Ecco i punti salienti del programma enunciati da Draghi:

  • vaccini, da ottenere e distribuire rapidamente ed efficientemente. Prendendo spunto dai paesi che si sono mossi più velocemente e utilizzando anche le strutture al di fuori della ristretta cerchia di ospedali autorizzati.
  • Lavoro, con il governo che si impegna a proteggere tutti i lavoratori, ma non tutte le attività economiche in modo indistinto. Quindi attenzione agli ammortizzatori e ai ristori, ma non a pioggia.
  • Donne, il premier ha sottolineato il gap salariale femminile in Italia rispetto all’Europa da superare e la scarsità di donne in posizioni manageriali rilevanti. Draghi punta a superare le quote rosa, come mero obbligo, ma a garantire reali parità di condizioni competitive tra generi.
  • Scuola, l’obiettivo è tornare rapidamente a un orario scolastico normale, distribuendolo su diverse fasce orarie e recuperando le ore perse. In sicurezza e allineando il calendario rispetto a quanto accaduto.
  • Recovery plan, da rimodulare e rafforzare seppur nel rispetto delle missioni del programma già stabilite. Ma a differenza del passato gli orientamenti del parlamento saranno importanti nella stesura della versione finale.
  • Ambiente, da proteggere con un approccio nuovo che abbini progresso e benessere sociale.
  • Tasse, per Draghi non è una buona idea cambiare le tasse una alla volta, meglio intervenire complessivamente. Va studiata una revisione profonda dell’Irpef e bisogna rafforzare l’impegno contro l’evasione fiscale.
  • Turismo, con i lavoratori del settore da non lasciare soli e preservando città d’arte, luoghi e tradizioni italiane.
  • Riforma pubblica amministrazione, che non si può più rimandare.
  • Giustizia, aumentando l’efficienza del sistema giudiziario civile.

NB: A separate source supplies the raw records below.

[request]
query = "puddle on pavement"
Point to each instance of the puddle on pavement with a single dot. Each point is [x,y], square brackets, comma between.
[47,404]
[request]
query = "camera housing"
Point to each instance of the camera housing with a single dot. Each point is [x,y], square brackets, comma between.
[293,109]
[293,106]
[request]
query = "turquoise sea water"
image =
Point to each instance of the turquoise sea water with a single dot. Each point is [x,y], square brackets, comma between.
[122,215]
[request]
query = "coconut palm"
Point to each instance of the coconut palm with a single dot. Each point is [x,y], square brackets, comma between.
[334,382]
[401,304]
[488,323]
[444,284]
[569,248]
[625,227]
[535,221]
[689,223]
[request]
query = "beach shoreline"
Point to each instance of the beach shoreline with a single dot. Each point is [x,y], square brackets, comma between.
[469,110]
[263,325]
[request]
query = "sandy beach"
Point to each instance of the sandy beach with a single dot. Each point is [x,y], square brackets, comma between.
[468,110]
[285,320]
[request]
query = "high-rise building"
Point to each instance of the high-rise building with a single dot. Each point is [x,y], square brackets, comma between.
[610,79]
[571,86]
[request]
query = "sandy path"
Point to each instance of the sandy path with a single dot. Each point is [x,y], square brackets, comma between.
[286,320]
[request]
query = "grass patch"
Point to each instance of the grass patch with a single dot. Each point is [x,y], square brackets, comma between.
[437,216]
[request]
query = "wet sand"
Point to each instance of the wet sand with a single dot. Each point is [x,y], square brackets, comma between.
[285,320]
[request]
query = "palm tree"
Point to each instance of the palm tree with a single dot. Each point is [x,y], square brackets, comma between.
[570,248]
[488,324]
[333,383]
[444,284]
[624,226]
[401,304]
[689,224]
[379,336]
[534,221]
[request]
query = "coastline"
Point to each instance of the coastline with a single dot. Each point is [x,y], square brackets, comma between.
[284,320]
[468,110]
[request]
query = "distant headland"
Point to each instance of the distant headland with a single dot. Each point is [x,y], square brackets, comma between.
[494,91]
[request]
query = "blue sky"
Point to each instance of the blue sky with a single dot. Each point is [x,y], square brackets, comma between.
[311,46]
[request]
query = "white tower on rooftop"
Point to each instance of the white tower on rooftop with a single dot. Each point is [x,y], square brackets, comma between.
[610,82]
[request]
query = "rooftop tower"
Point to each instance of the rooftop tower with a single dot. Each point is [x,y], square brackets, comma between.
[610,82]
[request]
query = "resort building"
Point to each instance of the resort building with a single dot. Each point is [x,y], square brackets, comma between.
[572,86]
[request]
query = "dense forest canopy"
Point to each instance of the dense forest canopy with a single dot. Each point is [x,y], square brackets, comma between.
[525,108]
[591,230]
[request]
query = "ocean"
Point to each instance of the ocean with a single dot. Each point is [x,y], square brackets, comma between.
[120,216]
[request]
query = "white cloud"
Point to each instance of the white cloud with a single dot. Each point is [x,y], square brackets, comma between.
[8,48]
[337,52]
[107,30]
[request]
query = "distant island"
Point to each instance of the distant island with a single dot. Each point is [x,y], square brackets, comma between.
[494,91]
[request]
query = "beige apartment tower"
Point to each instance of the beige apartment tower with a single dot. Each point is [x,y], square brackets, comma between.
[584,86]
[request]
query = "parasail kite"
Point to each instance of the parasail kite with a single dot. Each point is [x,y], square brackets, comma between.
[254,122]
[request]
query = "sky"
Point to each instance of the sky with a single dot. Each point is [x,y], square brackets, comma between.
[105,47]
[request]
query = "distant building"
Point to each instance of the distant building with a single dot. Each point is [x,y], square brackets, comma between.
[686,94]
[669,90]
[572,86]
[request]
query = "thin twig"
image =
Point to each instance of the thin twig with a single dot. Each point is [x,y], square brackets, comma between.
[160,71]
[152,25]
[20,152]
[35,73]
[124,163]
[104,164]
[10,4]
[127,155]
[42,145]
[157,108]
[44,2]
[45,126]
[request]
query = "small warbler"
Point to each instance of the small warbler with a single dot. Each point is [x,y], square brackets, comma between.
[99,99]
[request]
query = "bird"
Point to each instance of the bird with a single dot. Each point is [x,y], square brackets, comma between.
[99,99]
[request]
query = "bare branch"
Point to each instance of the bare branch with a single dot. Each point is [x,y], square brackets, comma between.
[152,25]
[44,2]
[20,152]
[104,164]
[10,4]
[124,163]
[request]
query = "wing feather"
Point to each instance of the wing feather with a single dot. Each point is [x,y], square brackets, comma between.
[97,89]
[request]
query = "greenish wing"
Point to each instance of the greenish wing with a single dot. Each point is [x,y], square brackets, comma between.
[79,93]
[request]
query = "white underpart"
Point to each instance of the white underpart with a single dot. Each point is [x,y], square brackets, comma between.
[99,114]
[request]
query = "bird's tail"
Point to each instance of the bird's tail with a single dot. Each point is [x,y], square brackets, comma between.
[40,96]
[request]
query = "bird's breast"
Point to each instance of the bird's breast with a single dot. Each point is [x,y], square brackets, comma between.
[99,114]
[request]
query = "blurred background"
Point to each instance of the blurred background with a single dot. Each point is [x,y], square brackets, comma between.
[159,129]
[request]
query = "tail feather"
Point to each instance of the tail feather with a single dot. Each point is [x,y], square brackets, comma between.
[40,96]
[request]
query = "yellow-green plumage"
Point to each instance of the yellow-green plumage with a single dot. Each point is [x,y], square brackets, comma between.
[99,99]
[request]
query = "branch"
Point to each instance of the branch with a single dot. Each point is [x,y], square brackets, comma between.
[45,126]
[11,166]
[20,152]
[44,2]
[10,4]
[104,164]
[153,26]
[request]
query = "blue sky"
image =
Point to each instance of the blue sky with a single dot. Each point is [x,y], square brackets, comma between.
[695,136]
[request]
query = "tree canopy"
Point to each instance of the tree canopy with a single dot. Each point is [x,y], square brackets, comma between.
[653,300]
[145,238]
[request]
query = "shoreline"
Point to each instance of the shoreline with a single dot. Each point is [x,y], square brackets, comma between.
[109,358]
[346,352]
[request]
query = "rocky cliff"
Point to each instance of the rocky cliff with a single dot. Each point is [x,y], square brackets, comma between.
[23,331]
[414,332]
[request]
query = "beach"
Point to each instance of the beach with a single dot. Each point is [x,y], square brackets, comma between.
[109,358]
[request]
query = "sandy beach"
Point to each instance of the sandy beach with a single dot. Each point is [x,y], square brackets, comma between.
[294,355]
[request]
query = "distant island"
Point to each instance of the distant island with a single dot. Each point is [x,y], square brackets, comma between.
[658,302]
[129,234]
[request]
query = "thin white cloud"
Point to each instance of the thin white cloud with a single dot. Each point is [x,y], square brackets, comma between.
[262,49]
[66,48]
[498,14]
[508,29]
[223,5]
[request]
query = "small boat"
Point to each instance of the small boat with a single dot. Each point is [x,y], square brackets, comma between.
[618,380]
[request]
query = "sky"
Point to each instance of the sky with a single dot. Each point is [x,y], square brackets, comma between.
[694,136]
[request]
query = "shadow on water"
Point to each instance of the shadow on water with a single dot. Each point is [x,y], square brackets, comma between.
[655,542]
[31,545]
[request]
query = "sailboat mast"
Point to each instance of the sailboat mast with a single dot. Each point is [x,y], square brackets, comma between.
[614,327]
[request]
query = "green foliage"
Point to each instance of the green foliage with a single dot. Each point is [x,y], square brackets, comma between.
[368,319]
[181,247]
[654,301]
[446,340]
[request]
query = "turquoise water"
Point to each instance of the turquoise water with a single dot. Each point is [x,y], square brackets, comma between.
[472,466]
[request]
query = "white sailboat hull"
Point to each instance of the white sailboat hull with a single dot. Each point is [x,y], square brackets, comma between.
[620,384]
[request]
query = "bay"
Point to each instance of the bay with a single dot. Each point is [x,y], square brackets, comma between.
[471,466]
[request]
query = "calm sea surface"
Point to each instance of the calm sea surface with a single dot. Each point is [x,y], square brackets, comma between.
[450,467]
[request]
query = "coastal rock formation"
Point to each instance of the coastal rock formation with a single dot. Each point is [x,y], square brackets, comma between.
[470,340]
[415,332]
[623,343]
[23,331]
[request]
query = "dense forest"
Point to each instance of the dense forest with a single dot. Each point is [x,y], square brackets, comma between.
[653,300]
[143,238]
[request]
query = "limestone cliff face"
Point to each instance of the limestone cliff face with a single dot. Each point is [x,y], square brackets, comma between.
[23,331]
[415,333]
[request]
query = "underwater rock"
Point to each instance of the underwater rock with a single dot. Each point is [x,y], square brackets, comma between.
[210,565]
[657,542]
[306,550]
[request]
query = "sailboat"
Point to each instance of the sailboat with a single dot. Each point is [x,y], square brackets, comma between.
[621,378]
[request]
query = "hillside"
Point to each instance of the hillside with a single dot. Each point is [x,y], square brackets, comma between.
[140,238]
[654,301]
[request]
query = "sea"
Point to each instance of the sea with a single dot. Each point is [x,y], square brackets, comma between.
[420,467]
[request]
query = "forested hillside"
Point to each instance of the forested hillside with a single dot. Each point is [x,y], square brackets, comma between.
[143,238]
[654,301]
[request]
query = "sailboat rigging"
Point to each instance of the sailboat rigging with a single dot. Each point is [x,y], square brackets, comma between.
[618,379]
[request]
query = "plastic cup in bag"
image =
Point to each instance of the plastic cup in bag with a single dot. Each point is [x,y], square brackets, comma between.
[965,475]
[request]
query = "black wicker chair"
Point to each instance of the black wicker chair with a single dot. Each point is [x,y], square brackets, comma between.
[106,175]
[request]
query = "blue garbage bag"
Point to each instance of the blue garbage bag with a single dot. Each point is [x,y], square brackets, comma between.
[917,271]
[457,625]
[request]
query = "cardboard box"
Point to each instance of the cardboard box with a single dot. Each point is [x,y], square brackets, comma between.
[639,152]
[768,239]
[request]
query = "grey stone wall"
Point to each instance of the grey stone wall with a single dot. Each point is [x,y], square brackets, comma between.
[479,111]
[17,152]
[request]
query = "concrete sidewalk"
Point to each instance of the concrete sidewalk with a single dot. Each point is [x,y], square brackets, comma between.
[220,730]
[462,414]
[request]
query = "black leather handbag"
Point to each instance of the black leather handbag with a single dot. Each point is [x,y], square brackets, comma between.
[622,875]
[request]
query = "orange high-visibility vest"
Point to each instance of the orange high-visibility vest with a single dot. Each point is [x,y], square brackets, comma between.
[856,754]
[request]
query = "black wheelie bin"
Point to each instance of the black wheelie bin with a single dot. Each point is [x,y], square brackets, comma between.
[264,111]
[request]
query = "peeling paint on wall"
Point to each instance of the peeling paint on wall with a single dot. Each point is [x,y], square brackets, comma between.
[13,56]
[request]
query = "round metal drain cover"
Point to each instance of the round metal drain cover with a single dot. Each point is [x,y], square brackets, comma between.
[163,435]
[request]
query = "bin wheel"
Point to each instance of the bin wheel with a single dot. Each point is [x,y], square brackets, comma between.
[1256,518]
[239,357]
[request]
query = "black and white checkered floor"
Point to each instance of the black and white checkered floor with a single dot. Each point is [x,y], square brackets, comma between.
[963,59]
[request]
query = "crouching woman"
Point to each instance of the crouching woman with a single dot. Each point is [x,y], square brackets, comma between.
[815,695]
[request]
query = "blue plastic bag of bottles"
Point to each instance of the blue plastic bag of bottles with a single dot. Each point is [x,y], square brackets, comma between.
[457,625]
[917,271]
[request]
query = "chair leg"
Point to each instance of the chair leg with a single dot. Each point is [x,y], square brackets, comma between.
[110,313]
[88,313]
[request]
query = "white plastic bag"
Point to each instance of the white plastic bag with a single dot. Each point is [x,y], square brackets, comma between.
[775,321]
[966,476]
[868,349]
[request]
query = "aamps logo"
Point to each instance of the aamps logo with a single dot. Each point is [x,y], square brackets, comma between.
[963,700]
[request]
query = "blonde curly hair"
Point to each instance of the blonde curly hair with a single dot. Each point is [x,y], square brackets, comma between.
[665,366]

Draghi, la nuova frase simbolo del premier

Oltre al programma l’intervento di Draghi è caratterizzato da una frase altamente significativa. Infatti, dopo la famosa frase in inglese Whatever it takes” pronunciata da Mario Draghi nel 2012 quando era alla guida della BCE, oggi nel suo discorso ne ha pronunciata un’altra. Un’espressione che come quella di allora potrebbe passare alla storia italiana.

“Oggi l’unità non è un’opzione ma un dovere”

Una frase che rappresenta un forte richiamo all’unità, oggi obbligatoria per uscire dalla profonda crisi sociale ed economica in cui ci troviamo.

In sintesi, l’impatto del discorso di Draghi è stato ottimo, lo testimoniano le reazioni alla camera. Il programma è stato snocciolato punto per punto con novità importanti. Inoltre la nuova frase è la fotografia perfetta del momento che stiamo vivendo e probabilmente lascerà il segno come quella di qualche anno fa. Ora però bisognerà passare dalle parole ai fatti.